Women in mining: Caught between a rock and a hard place

27 Nov 2017
27 Nov 2017

The plight of women working in the mining sector is well documented.[1] Some of the biggest challenges are sexual harassment and violence, a lack of underground toilet and changing facilities, certain physiological limitations, ill-fitting uniforms and unsuitable equipment. These problems persist, despite the fact that, in terms of the 2004 Mining Charter, women have to make up 10% of a mine’s workforce.

The precarious position of pregnant women working in the mining industry was highlighted in a recent case before the Labour Court, Manyetsa v New Kleinfontein Gold Mine (Pty) Ltd.[2] Tshegofatso Manyetsa worked for the mine as an underground electrician since November 2009. From March 2010 onwards, she was employed as a plant electrician in the mine’s Metallurgical Department. Her area of work is considered hazardous due to exposure to cyanide, ionising radiation, hazardous gases, etc. In May 2014, Ms Manyetsa advised her supervisor that she was pregnant. The mine’s Maternity Leave and Women in Risk Areas Policy prohibited pregnant women from working in high risk areas. In accordance with the policy, Ms Manyetsa had to be moved from her area of work and the company had to make every effort to find suitable, alternative risk-free work for her. Despite their efforts, they could not find a suitable alternative position for her at the same terms and conditions of her current position. Therefore, in June 2014 she was placed on unpaid leave for the remaining five months of her pregnancy.

Ms Manyetsa approached the Labour Court for a declaratory order that the mining company’s conduct constituted unfair discrimination on the grounds of her pregnancy, as contemplated in section 6(1) of the Employment Equity Act 55 of 1998. She sought compensation for damages, as well as actual monetary loss in terms of section 50(2) of the said Act.

The Court had to determine whether the company’s abovementioned policy contravened the provisions of section 26(2) of the Basic Conditions of Employment Act 75 of 1997 (“BCEA”). Ms Manyetsa argued that the BCEA guaranteed her suitable, alternative employment at the same terms and conditions of her current position. However, a close reading of the BCEA reveals that the company is only obliged to provide such employment ‘if it is practicable for the employer to do so’. Therefore, the company is required to make a genuine effort to find suitable alternative employment for the pregnant employee, but the BCEA does not go as far as guaranteeing the availability of such employment. Furthermore, the company is not required to create such a position where one does not exist.
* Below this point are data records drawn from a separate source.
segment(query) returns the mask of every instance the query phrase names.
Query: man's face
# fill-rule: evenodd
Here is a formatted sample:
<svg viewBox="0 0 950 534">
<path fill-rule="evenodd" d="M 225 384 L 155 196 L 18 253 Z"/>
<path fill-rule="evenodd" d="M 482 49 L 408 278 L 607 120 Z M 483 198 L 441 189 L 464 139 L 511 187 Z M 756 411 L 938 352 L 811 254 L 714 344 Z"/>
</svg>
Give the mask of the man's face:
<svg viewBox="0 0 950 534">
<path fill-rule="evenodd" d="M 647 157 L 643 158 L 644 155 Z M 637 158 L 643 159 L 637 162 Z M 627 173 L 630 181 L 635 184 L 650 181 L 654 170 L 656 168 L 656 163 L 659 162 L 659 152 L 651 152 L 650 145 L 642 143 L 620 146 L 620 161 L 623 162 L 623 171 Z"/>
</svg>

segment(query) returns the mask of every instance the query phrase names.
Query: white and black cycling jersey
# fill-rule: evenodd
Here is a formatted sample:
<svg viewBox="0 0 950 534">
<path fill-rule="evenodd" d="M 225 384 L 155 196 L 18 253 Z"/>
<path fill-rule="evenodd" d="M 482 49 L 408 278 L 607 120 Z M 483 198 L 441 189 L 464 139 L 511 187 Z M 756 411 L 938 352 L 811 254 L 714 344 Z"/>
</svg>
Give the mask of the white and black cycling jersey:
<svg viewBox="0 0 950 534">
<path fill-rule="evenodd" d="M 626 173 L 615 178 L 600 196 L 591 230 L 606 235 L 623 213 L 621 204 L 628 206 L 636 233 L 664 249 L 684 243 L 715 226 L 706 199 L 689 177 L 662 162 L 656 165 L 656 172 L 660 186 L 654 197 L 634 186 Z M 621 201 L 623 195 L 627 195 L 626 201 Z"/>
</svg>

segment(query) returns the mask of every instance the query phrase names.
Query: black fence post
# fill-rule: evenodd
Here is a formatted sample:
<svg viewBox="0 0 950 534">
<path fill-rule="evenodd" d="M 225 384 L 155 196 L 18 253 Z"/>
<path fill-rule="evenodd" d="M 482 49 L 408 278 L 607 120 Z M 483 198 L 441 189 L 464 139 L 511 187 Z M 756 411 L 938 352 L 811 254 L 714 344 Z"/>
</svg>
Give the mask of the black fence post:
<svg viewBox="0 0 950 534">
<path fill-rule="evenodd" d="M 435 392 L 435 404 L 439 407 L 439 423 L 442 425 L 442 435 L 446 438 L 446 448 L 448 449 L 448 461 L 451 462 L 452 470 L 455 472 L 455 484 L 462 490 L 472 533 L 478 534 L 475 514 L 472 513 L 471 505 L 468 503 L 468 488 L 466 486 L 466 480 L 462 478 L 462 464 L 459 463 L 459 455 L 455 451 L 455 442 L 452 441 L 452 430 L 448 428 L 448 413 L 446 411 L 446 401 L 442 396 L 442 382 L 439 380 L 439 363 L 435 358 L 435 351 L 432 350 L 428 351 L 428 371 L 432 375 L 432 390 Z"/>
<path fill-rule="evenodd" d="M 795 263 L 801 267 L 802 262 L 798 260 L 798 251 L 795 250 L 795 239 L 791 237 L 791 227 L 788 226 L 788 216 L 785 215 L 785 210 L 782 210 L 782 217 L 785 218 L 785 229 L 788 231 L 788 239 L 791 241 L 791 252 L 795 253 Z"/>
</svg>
Reluctantly, the Court, therefore, had to dismiss Ms Manyetsa’s claim, as the company’s policy did not contravene the provisions of the BCEA. The Court took great pains to state that inadequacies in current legislation are the cause for the precarious position in which Ms Manyetsa found herself. In aiming to strike a balance between a pregnant employee’s right against unfair discrimination and an employer’s duty to ensure safe working conditions for that employee, the legislation fails to cater for situations where the employer is unable to provide suitable alternative employment.

The International Labour Organisation’s Maternity Protection Recommendation R191 of 2000 covers situations left unaddressed by the lacuna in South African law. Article 6(2) of Recommendation provides that if the employer is unable to eliminate the risk to the pregnant employee or provide her with suitable alternative employment, she must receive paid leave. Unfortunately, South Africa has not yet ratified this Recommendation or the related Maternity Protection Convention C183 of 2000.

As a result of the lacuna in our law, pregnant mine workers face potential economic hardship. Quoting from Mashava v Cuzen & Woods Attorneys,[3] the Court in the present case confirmed that the purpose of the legislation should be ‘to ensure as far as possible that female employees are not disadvantaged, as they traditionally have been, by virtue of them being women and the child-bearing members of the human race’.

Written by Louie van Schalkwyk

 

[1] See, for example, Asanda Benya Women in Mining: A Challenge to Occupational Culture in Mines Dissertation for MA (Industrial Sociology) University of the Witwatersrand (2009); The Centre for Applied Legal Studies Submissions to the Special Rapporteur on Violence against Women: Country Visit to the Republic of South Africa (20 November 2015) 6-7; Chamber of Mines of South Africa “Women in Mining: Fact Sheet 2017” http://www.chamberofmines.org.za/industry-news/publications/fact-sheets/send/3-fact-sheets/424-women-in-mining (accessed on 23.11.2017); Tholakele Nene “Mining discontent: How women miners are raped, and become sex skivvies to get ahead" (04.10.2016) Mail & Guardian <https://mg.co.za/article/2016-10-03-00-mining-discontent-how-women-miners-are-raped-and-become-sex-skivvies-to-get-ahead> (accessed on 23.11.2017).

[2] Manyetsa v New Kleinfontein Gold Mine (Pty) Ltd (JS706/14) [2017] ZALCJHB 404 (7 November 2017).

[3] (2000) 21 ILJ 402 (LC) at para 14.